Mike's Page

Informatics, Development, Cycling, Data, Travel ...

Month: May 2018

Bumblebee May 2018 Update

First flight

Last week we flew the bumblebee tracker for the first time.

It was really useful having lots of volunteers helping out!

Everyone helped fill the balloon!

Everyone helped fill the balloon!

It was surprisingly easy to get the balloon in the air, but the slightest gust did cause quite a bit of movement.

Balloon in flight (taken by Mike Livingstone)

Balloon in flight (taken by Mike Livingstone)

We successfully tracked the retroreflector from about 20m up. I need to make the software quicker.

Second flight

Today (28th May) we tested the bumblebee experiment again. It was almost the same as a test two weeks ago but the reflector used was slightly larger than before (about 0.9 cm2) and we used a filter. Again we tested the system by tracking a reflector attached to a string.


The ground and plants reflect relatively little UV and visible-violet spectrum. So we added to the camera a 390nm bandpass filter, that ranges from about 335nm [near UV] to 445nm [violet/deep-blue]. This had the effect of filtering out much of the background leaving the reflections from the camera flash/retroreflector.

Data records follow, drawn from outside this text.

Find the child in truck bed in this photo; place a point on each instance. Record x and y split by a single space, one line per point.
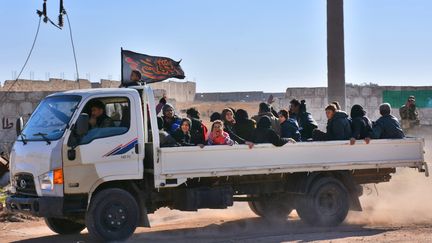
218 136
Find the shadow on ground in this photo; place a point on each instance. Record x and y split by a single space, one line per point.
243 230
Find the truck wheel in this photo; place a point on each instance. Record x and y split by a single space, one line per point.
64 226
113 215
273 207
326 204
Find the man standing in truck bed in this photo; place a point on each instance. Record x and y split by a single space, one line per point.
409 114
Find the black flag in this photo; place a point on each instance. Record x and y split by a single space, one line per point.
152 68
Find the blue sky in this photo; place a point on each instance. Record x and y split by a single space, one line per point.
225 45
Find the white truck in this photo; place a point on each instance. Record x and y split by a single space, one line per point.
109 179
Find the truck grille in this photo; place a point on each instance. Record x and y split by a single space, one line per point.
24 184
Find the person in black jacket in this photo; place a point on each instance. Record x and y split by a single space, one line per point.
338 126
305 120
198 130
289 126
361 125
229 122
170 120
182 135
265 134
387 126
244 126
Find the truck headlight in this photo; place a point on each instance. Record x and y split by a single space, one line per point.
51 178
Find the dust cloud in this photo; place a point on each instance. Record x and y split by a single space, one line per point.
405 200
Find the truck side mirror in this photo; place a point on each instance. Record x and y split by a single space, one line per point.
19 125
80 129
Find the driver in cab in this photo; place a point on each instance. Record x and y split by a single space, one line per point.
98 118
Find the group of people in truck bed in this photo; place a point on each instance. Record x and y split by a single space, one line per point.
269 126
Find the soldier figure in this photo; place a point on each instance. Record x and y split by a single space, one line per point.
409 114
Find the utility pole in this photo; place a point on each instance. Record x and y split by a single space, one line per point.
335 53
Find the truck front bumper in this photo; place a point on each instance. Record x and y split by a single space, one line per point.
36 206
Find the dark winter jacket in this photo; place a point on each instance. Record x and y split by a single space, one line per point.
361 127
274 120
387 126
244 128
230 129
182 138
171 125
265 134
339 127
290 129
198 132
306 124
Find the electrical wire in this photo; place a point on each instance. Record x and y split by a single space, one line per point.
73 47
31 50
26 61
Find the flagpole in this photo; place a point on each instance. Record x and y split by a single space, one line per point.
121 72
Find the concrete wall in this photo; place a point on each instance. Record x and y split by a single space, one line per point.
251 96
179 91
16 104
369 96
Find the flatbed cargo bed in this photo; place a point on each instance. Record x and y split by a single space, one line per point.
181 163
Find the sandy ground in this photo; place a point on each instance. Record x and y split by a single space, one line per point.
398 211
237 224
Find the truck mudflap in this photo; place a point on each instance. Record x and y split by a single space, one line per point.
36 206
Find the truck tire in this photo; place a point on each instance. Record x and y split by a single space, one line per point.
113 215
64 226
326 203
273 208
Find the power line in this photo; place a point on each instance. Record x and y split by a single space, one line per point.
26 61
73 47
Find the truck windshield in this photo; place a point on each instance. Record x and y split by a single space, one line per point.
50 118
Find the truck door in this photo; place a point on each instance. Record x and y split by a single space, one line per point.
108 151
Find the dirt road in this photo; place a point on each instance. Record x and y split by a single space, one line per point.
237 224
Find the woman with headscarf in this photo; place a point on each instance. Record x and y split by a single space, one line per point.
229 125
182 135
264 133
361 125
218 136
170 120
244 126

We tested the system by moving the reflector on the end of a black string along the length of the site, to see if the system could identify its location.

Demonstration of tracking reflector from balloon mounted system

Demonstration of tracking reflector from balloon mounted system. Actual location marked with yellow circle. The identified location is marked with a white cross. The confidence in the identification is written in the title. Photos 5 seconds apart. Exposure: 2ms, Gain 30dB, blocksize/step/offset: 20/10/3.

We were able to track the fake-bee successfully – probably from about 30m high. I think it’ll work considerably higher, unfortunately we’ve not tested it that high yet. 30m feels suddenly really high when you’re looking up at it!

Balloon connection failure

The experiment came to an abrupt end when the balloon rubber loop failed, causing the hardware to fall and crash catastrophically. The balloon escaped.

I’d followed these instructions from public lab. However the single-rubber-loop wasn’t sufficient and failed.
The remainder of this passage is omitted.